I once did flowers for an event where Dr. Joyce Brothers was speaking, and I was asked to take flowers to her hotel suite, too. So I delivered them, and I had used alstroemerias in the arrangement. She was not familiar with them, and asked if they would grow in pots. I didn’t know, but I told her I’d find out. Too bad she passed away before I could find the answer. She wanted to have some on her balcony in NYC.
Bouquets are exactly where Alstroemerias belong. Penned up!

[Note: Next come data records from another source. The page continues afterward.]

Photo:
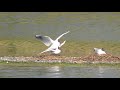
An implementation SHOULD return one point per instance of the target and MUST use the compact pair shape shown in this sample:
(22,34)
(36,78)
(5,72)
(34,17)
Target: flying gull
(54,45)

HAHA….too related to bamboo?
I was FINALLY out in my yard today, ripping out invasive vines that had grown onto my lilac hedge (trumpet vine, honeysuckle, wild grape.) Despite the fact that they were touting poor air quality due to the wildfires in Canada (yes, even here in Delaware), my arthritis did not hurt AT ALL and I had loads of energy. So, I went outside, did something productive that badly needed to be done, got loads of exercise, sweated profusely, even though it was chilly out (it’s NEVER chilly here in June. Always hot and humid.) There was a nice breeze, so it kept the mosquitoes at bay. They’re saying that people should stay inside, close their windows, turn on the AC, and wear a mask if you go outside. Jeezus… 🙄 I was out there all morning, have the windows open, and it’s WAY too chilly to turn on the AC. I have an air purifier that tells you when air quality is poor, and I have it turned on despite the open windows. The bars on it are green, signifying good air quality. (They turn yellow and sometimes red when Paul is cleaning the bathroom. He uses the “stuff that works.” I use the environmentally friendly stuff that doesn’t.) Right now, I have to wait for the trifecta of mild weather, breeze, and physical agility in order to work in the yard. So, it’s a little hazy. Pfft.
“He uses the ‘stuff that works.’ I use the environmentally friendly stuff that doesn’t.”
Yeah. I choose my battles. At least he cleans the bathroom and kitchen. A lot of guys don’t clean squat.
When I use the “stuff that works” in the shower, the air purifier three rooms away pegs the needle (or would if it had a needle) within a minute, but I figured something in my lungs was probably doing the same, so I switched to the stuff with hypochlorous acid. I’m guessing Paul does not have asthma.
No, he doesn’t. But we have an air purifier a couple rooms over, in the bird room, that has a gauge on it. When it’s green, air is good, yellow, it’s moderate, red it’s poor air quality. When he cleans, it goes into the yellow, but once it went into the red. I was like, open the bathroom window NOW and close the door! I don’t care about mildew. I think THAT’S less hazardous than the cure for mildew.
Your collards fed me this spring. I’ll take a number for whatever you’re getting out of the ground. Hell, I’ll even help.
Jimmy?
I’ll take whatever he’s having. Those collards fed us in the spring.
Ah yes.
I had no idea alstromerias were so invasive. People have them here in small clumps of different colours and I haven’t noticed anyone hacking out the excess.
They’re slow about it but there’s no stopping them that I know of.
Heh heh heh, hey newbie, want some rose campion?
Newbie……would you like some Lily of the Valley?
I’d love some but it won’t grow where we are. The winters are too warm.
Bellflower, anyone? Anyone?
No? How about this mislabeled marjoram that’s a wonderful carpet of some type of mint? Weeds can’t get through it!
Lovely Spanish hyacinth?—you’ll have a sea of blue every spring (crowding out everyone else)… showy milkweed? Invite those butterflies (and good luck confining it to only half your garden) … Alaska daisies? (Clumps require a trenching tool to remove but) hey, pretty white flowers.
“an East Coast transplant who’s all excited about the blackberry sprig in his back yard” LOL! I’m an East Coast transplant (48 years ago), but I learned about blackberries within the first five years here. I painted something ghastly whose name I can’t recall onto the stems, waited two weeks for the cuticle to deteriorate so the next application could sink in and wreak its havoc, then painted the stems again. That worked.